I made the Smokey BBQ sauce. I used Smoked Paprika. Very good!
So glad you enjoyed it, I love the smoked paprika adding a bit more flavor in there!
Confused because you used Honey Garlic in the description but then uses Ginger Garlic in the recipe?
I’m so glad you caught this, and sorry for the confusion, it’s definitely Ginger Garlic as stated in the recipe I just typed it out wrong in the blog post. Thanks again and let me know if you have any questions or which one you try out!
Great
Thanks so much, I sure hope you enjoy them!
I am absolutely in love with these recipes! Thanks so much for posting them. I made the Ginger Garlic marinade yesterday when I was cooking breast chicken in my Instant Pot. It came out delicious after I shredded the 2lbs that I made. I can’t wait to try your other marinades!

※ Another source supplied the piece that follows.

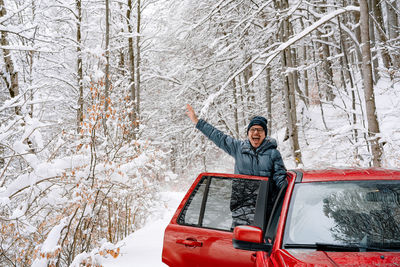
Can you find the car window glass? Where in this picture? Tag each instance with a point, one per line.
(191, 213)
(221, 203)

So glad to hear you enjoyed them and were able to make them work for the Instant Pot! I hope you find some more favorites with the next ones you try!
Love these marinades! We make them all the time – they make a quick, easy & delicious dinner during the week. Thanks for adding more recipes – can’t wait to try the new ones.
So glad you’ve been enjoying them, they’re our go-to for quick and easy dinners too!